Monday, the kids and I decided it was a beautiful day to go to the park and have a picnic, feed the ducks, and fly kites! I wasn't really sure I remembered how to fly a kite but decided surely it couldn't be that hard! We went to Kroger first and got picnic supplies. The kids (and mommy) are loving these buggies with the car on the front of them. Grocery shopping is getting a mite easier these days.
Then on to feed the obviously starving ducks. They absolutely about pecked our hands when we didn't give them bread fast enough. Stingy critters.
Then it was off to fly our kites. It was so much fun, y'all! We played with those kites for almost two hours! Loved it!
So, what does my post title have to do with flying kites? Absolutely nothing but I wanted to share our fun day with everyone before getting to my more serious side of this post.
Tonight at church, a visiting preacher preached about praising God through our storms and through our battles and through our valleys. Because God doesn't want our praise only in the good times. He is faithful through the good and the bad and He expects us to trust and praise Him through it all.

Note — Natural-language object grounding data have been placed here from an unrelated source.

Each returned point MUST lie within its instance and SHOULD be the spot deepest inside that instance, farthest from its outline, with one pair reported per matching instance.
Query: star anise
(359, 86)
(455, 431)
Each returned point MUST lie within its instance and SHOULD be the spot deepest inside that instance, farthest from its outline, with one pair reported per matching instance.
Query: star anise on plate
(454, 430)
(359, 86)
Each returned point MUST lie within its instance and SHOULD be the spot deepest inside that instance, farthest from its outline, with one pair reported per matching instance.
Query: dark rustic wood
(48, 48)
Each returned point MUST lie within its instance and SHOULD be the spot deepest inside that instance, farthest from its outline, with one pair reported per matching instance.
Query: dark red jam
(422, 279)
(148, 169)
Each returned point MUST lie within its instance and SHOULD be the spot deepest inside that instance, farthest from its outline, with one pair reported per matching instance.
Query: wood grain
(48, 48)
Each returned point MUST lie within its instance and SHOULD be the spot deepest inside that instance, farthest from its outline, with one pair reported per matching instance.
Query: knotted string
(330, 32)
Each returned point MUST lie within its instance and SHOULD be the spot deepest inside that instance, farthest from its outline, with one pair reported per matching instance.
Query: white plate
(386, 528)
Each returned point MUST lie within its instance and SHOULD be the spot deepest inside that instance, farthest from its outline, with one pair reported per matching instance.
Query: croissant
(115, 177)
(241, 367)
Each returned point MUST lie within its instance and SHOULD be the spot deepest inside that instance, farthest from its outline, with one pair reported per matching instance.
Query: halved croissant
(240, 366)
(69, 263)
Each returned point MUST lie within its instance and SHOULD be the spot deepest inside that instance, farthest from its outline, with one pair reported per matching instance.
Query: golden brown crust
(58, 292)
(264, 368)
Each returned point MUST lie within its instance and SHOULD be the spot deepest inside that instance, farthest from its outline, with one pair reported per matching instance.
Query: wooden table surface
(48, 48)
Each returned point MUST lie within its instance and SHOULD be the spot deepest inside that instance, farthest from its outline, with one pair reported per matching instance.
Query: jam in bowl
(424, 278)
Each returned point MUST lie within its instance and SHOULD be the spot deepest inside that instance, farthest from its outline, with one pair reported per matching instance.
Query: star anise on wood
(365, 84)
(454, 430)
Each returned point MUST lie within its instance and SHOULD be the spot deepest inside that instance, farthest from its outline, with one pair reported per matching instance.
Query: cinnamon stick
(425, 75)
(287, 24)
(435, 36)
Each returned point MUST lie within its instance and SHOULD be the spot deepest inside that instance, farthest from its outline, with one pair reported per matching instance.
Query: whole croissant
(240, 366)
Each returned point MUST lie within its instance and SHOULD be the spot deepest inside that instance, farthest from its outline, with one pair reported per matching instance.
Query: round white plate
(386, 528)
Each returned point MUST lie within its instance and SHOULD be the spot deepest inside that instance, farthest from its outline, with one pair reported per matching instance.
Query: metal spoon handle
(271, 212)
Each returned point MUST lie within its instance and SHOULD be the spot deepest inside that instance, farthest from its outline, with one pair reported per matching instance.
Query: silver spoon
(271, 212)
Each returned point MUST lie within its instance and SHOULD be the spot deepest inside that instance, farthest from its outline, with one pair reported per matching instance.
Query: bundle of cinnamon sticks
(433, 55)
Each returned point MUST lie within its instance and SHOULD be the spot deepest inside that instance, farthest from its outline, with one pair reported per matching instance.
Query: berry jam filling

I'll be honest (I usually am). I have STRUGGLED with this for the past month. I have struggled with doubt and unbelief and definitely with praising God through this storm. Up to this point, I don't think I've questioned God in many of the things that have happened to us in the past 8 months. The month of February was truly ROUGH and, quite frankly, confusing. But why did that make me doubt God? I mean, God has been so faithful to me through every storm that we've weathered. He's proven Himself to me time and time again. You know how it is when you have been so faithful and true to a friend or family member but as soon as a rumor of some kind gets started....they doubt you? Even though you have proven your character over and over, they doubt you? It's such an awful feeling of betrayal.
And I must say that when the preacher preached tonight, I felt rebuked. I felt like such a terrible soldier for the Lord. I felt like I betrayed Him because I doubted so much. Instead of remembering what God had done for me in the past, I wondered if He would let me down this time? If you haven't been following my blog through our whole journey or if you have been following since the beginning, I encourage you to read or reread last July's posts. I read them again tonight and cried! God kept me when I couldn't keep myself. God was the One who dried my tears and calmed my fears. God was there every single step of the way and He still is. Why in the world would I doubt him???
And I'm not even sure how to end this post. I have so many thoughts and emotions running through my mind...thoughts of rebuke to myself for not trusting and thoughts of thankfulness from remembering all that God has brought us through. Not only that, but He is the same yesterday, today, and forever. He will continue to lead us through if we'll only TRUST.